After my post about
Personalized Megite, I got taken to task by both Gabe Rivera from Memeorandum and Nik Cubrilovic from OmniDrive - two developers who have had a lot of
experience trying to develop such systems. As Gabe wrote in
Scoble's comments:
"I agree with Nik that there’s a huge technical chasm to cross before a “personalized meme tracker” gets really useful. I think progress I make on the memeorandum engine is approaching that, but it’s still far off enough that I’ll pass on hyping it for now."
Gabe then proceeded to give me an earful in a Skype conversation about the issue ;-) I was also interested to read Greg Linden's thoughts on the matter, as he is another very smart developer with experience in this domain. Actually Greg seemed to like my suggestion of introducing clustering to Findory, which would definitely get me using it more.
Because let's face it, Personalization + Clustering is the next big step in RSS. If 2005 was about Aggregation, then 2006 is all about Filtering.
Nik wrote up his thoughts today, in a post entitled Memetracking Attempts at Old Issues. While he mentions lack of link data as being an issue, it seems to me the crux of the problem is this:
"generating a personal view of the web for each and every person is computationally expensive and thus does not scale, at all."
He goes on to say that "this is why you don’t have personalized Google results – we just don’t have the CPU cycles to care about you."
So it's mainly a computational and scaling problem. Damn hardware.
Nevertheless, there is a big demand for personalized clustering - among the edge cases, it must be said. And Megite and TailRank are both trying to capture that demand, which to be frank I'm very pleased about. I understand why Gabe and Nik don't want a bar of it, but there are lots of squeezed bloggers out there who are desperate for a good RSS filtering solution. The first web app that solves this, or at least gives me decent filtered RSS feeds, is going to get my business for sure.

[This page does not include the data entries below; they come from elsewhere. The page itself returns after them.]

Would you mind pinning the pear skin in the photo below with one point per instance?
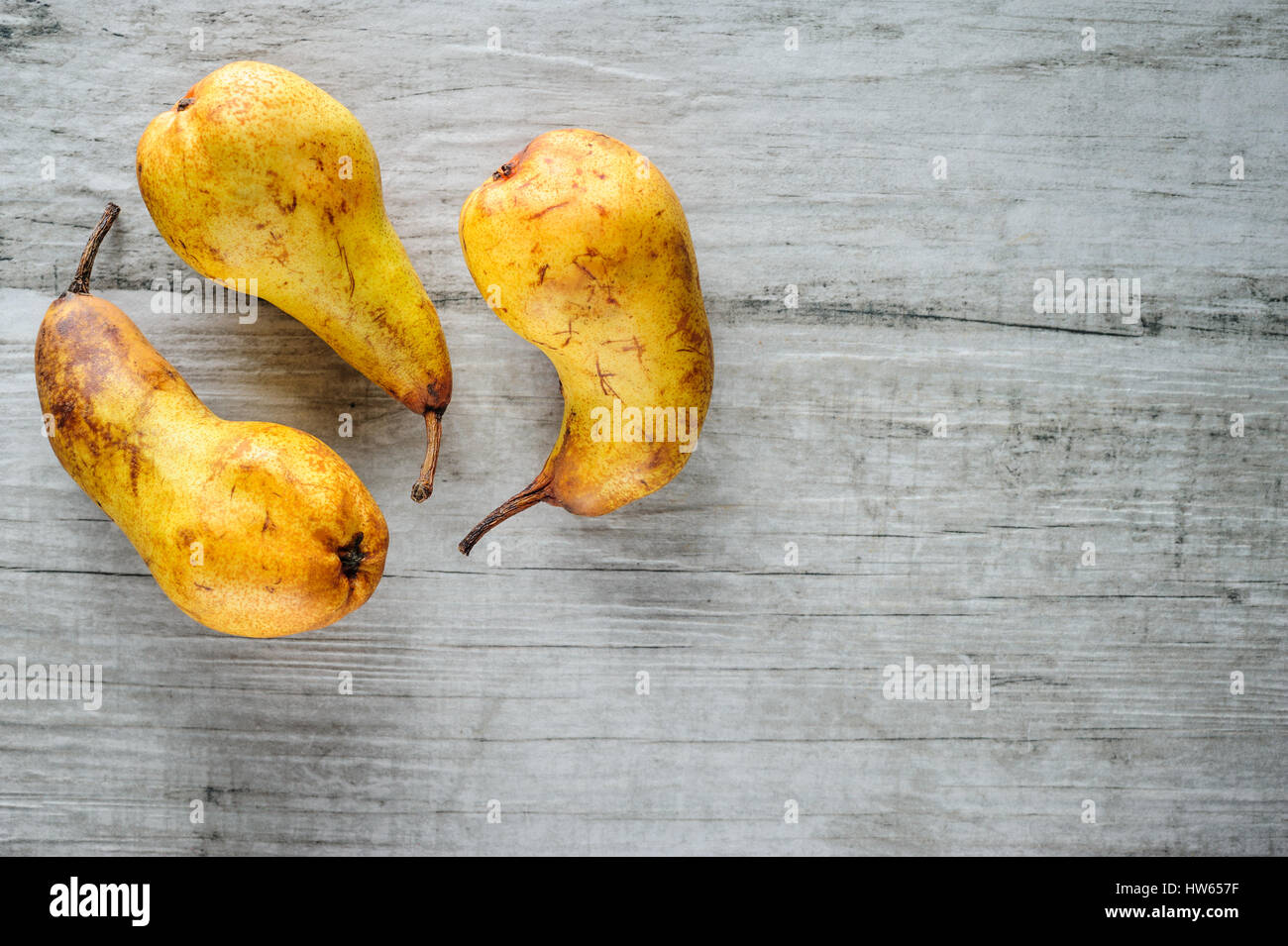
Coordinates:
(258, 174)
(252, 529)
(581, 246)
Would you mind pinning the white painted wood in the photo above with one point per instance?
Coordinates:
(810, 168)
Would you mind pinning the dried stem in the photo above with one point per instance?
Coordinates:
(80, 283)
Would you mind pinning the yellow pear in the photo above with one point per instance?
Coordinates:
(257, 174)
(253, 529)
(581, 246)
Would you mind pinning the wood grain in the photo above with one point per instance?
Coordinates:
(807, 168)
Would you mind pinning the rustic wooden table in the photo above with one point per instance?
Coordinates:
(965, 480)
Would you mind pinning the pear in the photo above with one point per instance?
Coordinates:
(258, 174)
(581, 246)
(253, 529)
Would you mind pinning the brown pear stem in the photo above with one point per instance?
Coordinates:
(537, 490)
(423, 486)
(80, 283)
(352, 556)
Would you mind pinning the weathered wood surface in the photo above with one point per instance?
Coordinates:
(809, 167)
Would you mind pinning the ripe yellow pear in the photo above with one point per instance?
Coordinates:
(253, 529)
(257, 174)
(581, 246)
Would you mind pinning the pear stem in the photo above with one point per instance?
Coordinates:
(423, 486)
(352, 556)
(536, 491)
(80, 283)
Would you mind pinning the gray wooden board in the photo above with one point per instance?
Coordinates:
(812, 168)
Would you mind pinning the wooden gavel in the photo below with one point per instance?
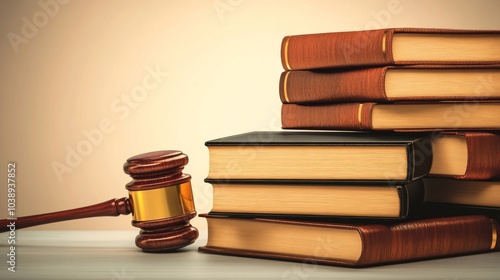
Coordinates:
(160, 200)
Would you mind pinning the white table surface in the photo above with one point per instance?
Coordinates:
(113, 255)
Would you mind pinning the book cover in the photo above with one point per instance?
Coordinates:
(319, 156)
(390, 200)
(393, 46)
(393, 116)
(392, 83)
(350, 244)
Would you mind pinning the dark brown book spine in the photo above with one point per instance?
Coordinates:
(339, 86)
(402, 242)
(343, 116)
(310, 51)
(483, 154)
(427, 239)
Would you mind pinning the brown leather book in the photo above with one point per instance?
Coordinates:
(392, 83)
(350, 244)
(393, 116)
(469, 155)
(389, 47)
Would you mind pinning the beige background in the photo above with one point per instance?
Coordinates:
(70, 70)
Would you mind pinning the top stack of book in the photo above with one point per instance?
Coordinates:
(392, 79)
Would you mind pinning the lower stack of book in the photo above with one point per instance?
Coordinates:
(344, 198)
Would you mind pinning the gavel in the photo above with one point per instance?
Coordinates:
(160, 200)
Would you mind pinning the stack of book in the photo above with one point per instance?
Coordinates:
(406, 164)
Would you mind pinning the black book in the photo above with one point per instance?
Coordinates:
(295, 156)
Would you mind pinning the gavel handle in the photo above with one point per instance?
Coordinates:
(112, 207)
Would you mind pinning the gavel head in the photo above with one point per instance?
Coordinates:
(162, 200)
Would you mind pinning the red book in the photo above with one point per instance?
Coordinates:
(350, 244)
(393, 116)
(389, 47)
(392, 83)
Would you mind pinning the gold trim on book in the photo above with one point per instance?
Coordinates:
(384, 43)
(360, 114)
(494, 234)
(285, 53)
(162, 203)
(285, 91)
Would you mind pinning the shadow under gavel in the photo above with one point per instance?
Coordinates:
(160, 200)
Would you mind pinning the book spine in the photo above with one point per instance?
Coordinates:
(357, 48)
(339, 86)
(483, 153)
(344, 116)
(431, 238)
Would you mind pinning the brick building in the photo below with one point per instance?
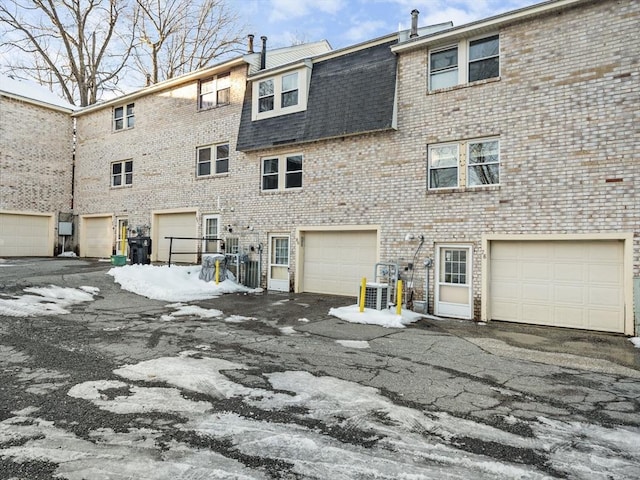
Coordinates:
(36, 169)
(493, 164)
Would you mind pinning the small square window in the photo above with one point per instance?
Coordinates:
(213, 158)
(124, 117)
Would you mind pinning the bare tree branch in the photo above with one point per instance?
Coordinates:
(80, 46)
(180, 36)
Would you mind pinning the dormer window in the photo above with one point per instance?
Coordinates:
(289, 90)
(280, 94)
(265, 101)
(465, 62)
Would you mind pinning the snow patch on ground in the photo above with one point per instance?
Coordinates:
(172, 284)
(353, 343)
(385, 318)
(49, 300)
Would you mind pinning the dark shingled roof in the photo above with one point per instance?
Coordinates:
(349, 94)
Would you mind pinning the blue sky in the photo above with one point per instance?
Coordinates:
(348, 22)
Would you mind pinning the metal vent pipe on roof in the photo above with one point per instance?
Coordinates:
(414, 23)
(263, 54)
(250, 46)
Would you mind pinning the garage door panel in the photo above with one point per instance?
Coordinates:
(535, 271)
(97, 241)
(26, 235)
(571, 283)
(335, 261)
(568, 294)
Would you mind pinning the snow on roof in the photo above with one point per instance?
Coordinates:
(32, 92)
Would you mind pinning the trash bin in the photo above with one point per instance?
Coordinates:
(140, 250)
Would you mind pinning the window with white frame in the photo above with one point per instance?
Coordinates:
(124, 117)
(483, 163)
(213, 160)
(470, 163)
(282, 173)
(443, 166)
(280, 94)
(122, 173)
(467, 61)
(210, 233)
(214, 91)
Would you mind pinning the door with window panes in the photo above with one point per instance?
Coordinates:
(121, 236)
(453, 296)
(278, 278)
(210, 234)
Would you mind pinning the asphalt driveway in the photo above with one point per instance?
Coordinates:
(271, 386)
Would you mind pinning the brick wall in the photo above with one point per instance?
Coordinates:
(564, 109)
(35, 157)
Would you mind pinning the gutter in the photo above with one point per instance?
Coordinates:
(491, 23)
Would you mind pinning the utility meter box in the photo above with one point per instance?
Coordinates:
(65, 229)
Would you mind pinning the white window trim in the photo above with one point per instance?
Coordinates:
(468, 165)
(304, 77)
(125, 117)
(214, 92)
(463, 164)
(429, 150)
(282, 172)
(122, 174)
(463, 61)
(213, 160)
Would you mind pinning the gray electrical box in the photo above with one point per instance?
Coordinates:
(65, 228)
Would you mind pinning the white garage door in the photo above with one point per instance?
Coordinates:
(335, 261)
(577, 284)
(175, 225)
(25, 235)
(97, 238)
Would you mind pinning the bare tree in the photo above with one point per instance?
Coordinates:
(179, 36)
(81, 46)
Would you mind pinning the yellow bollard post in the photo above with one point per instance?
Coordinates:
(399, 299)
(122, 239)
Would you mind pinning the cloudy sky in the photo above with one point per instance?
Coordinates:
(347, 22)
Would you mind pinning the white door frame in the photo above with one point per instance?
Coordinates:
(205, 234)
(450, 309)
(278, 284)
(120, 222)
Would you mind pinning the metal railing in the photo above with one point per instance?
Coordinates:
(198, 252)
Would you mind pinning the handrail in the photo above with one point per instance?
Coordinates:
(198, 252)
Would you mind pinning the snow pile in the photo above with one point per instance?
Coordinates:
(172, 284)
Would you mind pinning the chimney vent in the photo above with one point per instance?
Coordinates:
(414, 23)
(263, 54)
(250, 47)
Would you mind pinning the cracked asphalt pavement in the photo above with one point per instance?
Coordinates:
(120, 389)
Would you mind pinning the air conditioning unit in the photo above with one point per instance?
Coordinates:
(376, 296)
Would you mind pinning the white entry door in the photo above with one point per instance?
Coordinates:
(278, 263)
(453, 286)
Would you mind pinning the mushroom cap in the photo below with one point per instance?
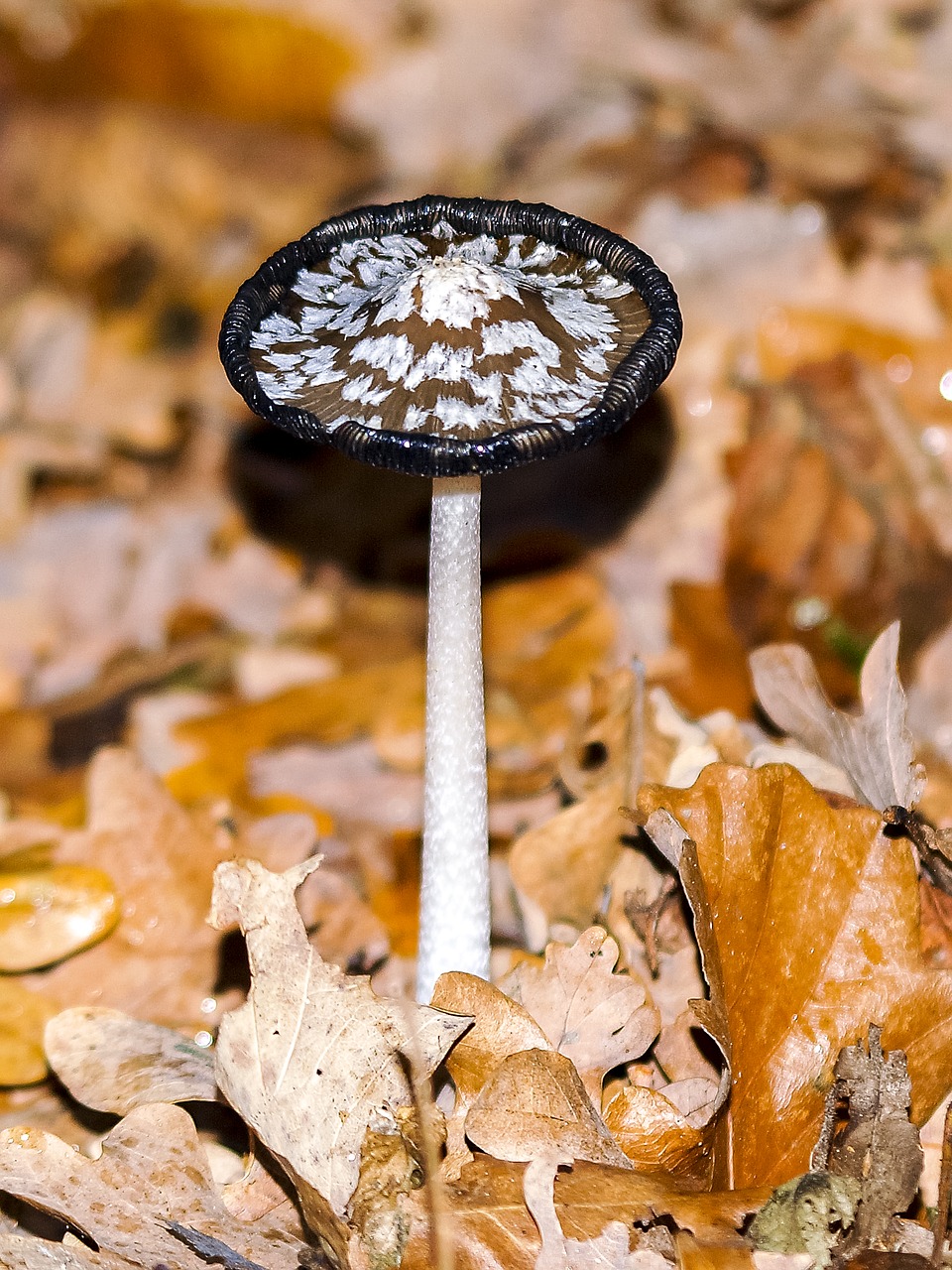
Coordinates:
(444, 336)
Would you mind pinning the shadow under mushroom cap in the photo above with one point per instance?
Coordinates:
(443, 336)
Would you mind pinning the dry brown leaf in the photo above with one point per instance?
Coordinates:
(606, 1251)
(542, 635)
(493, 1228)
(657, 1135)
(602, 748)
(562, 866)
(153, 1171)
(162, 961)
(500, 1028)
(27, 1252)
(312, 1056)
(23, 1016)
(595, 1017)
(807, 919)
(729, 1254)
(716, 675)
(535, 1102)
(329, 712)
(874, 747)
(837, 502)
(51, 912)
(114, 1064)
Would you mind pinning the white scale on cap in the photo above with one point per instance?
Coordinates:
(448, 334)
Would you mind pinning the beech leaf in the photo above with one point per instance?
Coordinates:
(807, 920)
(874, 747)
(493, 1228)
(53, 912)
(312, 1056)
(23, 1016)
(114, 1064)
(153, 1171)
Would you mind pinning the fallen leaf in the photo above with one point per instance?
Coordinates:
(493, 1228)
(658, 1135)
(329, 712)
(716, 675)
(313, 1055)
(807, 921)
(606, 1251)
(500, 1028)
(50, 913)
(875, 747)
(114, 1064)
(153, 1171)
(23, 1016)
(535, 1102)
(595, 1017)
(562, 866)
(839, 520)
(602, 748)
(28, 1252)
(162, 961)
(544, 634)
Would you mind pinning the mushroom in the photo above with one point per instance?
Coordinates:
(452, 338)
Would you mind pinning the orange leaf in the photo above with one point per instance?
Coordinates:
(807, 920)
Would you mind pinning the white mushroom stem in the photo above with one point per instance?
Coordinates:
(454, 888)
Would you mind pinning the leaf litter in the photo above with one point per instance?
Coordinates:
(752, 993)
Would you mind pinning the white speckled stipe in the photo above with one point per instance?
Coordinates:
(454, 893)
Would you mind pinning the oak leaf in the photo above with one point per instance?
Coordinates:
(874, 747)
(493, 1228)
(595, 1017)
(162, 961)
(807, 920)
(112, 1062)
(312, 1056)
(535, 1102)
(561, 866)
(500, 1028)
(153, 1171)
(606, 1251)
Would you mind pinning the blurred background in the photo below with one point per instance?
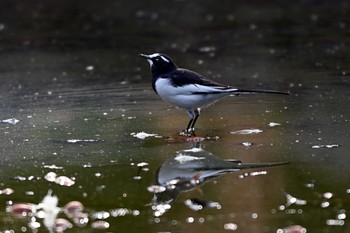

TrackBack URL for this entry: http://www.readwriteweb.com/cgi-bin/mt/mt-tb.cgi/2610
Comments
Subscribe to comments for this post OR Subscribe to comments for all ReadWriteWeb posts
Is this is where desktop apps trump hosted apps? I've got plenty of CPU cycles in my basement. Of course, the problem is gathering all the data worth analyzing.
Maybe I'm not quite understanding the term "Personalized Clustering". I've got a script [1] that scans through about 1000 RSS feeds from my subscriptions, extracts all the links, then groups and sorts the links by number of entries containing the links. This gives me a pretty decent overview of the day's memes from the perspective of people I watch.
Now, this script is simpleminded and doesn't pull in any other factors like "blog authority" or popularity amongst sites not included in my subscription list, but it's been pretty useful as my first daily stop.
[1]: a">a">http://decafbad.com/blog/2006/01/03/sharing-attention-while-reading-feeds">a script
Yep... it seems as if we had totally forgotten the hype before syndication blogs and rss: p2p. Of course it would be hard to make money from. At least it would be harder than with a simple web site but it would solve the CPU and the bandwidth problem. Do collaborative filtering with a p2p architecture. Let my peer swap data with others (similiar users, friends, FOAFs, etc.)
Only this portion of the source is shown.